TEMPO.CO, Jakarta - Kelompok teroris di Indonesia semakin banyak yang beralih ke media sosial untuk menggalang dana bagi kegiatan teror mereka. Teroris semakin banyak beralih menggunakan media sosial untuk menggalang dana karena mudahnya membuka akun dengan identitas palsu di media sosial.
"Ada peningkatan tren aktivitas teroris, organisasi teroris dan teroris menggalang dana di media sosial," kata Ketua PPATK Kiagus Ahmad Badaruddin dalam satu acara 3rd Counter-Terrorism Financing Summit 2017 di Kuala Lumpur, Malaysia, Kamis, 23 November 2017, seperti dikutip dari Channel News Asia, 25 November 2017.

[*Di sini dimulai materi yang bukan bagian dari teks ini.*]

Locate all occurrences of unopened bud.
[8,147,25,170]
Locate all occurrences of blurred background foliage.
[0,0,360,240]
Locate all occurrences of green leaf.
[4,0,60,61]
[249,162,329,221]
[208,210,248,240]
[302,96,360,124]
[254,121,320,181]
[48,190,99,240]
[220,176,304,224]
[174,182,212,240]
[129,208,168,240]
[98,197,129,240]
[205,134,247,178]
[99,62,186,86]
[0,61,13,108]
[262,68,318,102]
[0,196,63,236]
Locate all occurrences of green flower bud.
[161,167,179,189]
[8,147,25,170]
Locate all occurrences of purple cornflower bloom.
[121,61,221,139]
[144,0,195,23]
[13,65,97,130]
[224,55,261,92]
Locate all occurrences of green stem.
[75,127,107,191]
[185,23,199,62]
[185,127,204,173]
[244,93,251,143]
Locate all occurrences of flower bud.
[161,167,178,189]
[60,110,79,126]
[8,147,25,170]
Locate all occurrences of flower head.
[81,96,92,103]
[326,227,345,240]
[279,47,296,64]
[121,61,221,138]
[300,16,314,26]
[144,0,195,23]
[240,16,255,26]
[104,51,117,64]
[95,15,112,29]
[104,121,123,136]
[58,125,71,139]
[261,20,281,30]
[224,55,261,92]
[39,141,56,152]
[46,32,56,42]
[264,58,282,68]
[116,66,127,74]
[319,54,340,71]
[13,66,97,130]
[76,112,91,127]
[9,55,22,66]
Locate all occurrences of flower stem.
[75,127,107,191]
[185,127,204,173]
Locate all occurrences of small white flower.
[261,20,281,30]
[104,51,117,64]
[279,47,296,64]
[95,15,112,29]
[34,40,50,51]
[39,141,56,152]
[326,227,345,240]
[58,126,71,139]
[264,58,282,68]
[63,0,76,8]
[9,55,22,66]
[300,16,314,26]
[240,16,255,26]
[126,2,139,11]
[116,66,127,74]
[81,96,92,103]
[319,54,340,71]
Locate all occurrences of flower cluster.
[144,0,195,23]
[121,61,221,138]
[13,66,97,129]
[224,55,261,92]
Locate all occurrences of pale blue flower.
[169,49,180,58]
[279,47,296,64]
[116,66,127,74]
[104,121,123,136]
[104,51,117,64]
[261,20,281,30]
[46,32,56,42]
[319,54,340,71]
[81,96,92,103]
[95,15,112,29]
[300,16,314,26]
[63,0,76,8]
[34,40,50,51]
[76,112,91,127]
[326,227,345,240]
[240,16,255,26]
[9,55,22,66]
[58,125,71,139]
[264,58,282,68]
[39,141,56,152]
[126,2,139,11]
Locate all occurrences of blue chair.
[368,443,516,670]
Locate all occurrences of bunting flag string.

Baca: BNPT Luncurkan Dokumen Pendanaan Jaringan ISIS di Indonesia
Menurut Kiagus, dengan mudahnya membuka akun palsu di media sosial, membuat sulit menjejaki pemiliknya. Para teroris berpotensi tinggi menerima dana dalam jumlah besar lewat media sosial.
Kiagus mengatakan PPATK juga mencermati potensi para teroris memanfaatkan pelayanan pengiriman uang yang mendukung aktivitas teroris. Itu sebabnya PPATK mengklasifikasi pelayanan pengiriman uang sebagai berisiko tinggi.
Kiagus kemudian menjelaskan, 1.154 warga Indonesia teridentifikasi menjadi milisi teroris di Suriah. Berdasarkan data ini, otoritas mengetahui potensi pemanfaatan alternatif pengiriman uang dan penyedia jasa penukaran uang asing sebagai penyalur untuk mendukung gerakan teroris.
Baca: Tito Karnavian: Jangan Mimpi Terorisme di Indonesia Berakhir
Selain itu, Kiagus menyebutkan bahwa 45 TKI di Hong Kong teridentifikasi sebagai pendukung ISIS. Mereka juga menggunakan jaringan media sosial untuk mengirimkan dukungan dana kepada kelompok-kelompok teroris.
"Jumlah mereka ini terlihat kecil dengan mempertimbangkan fakta bahwa lebih dari 500 ribu pekerja migran Indonesia bekerja di Hong Kong, Taiwan, dan Singapura, namun radikalisasi para pekerja domestik Indonesia dan perawat yang bekerja di Asia Timur merupakan sebuah peringatan," ujar Kiagus.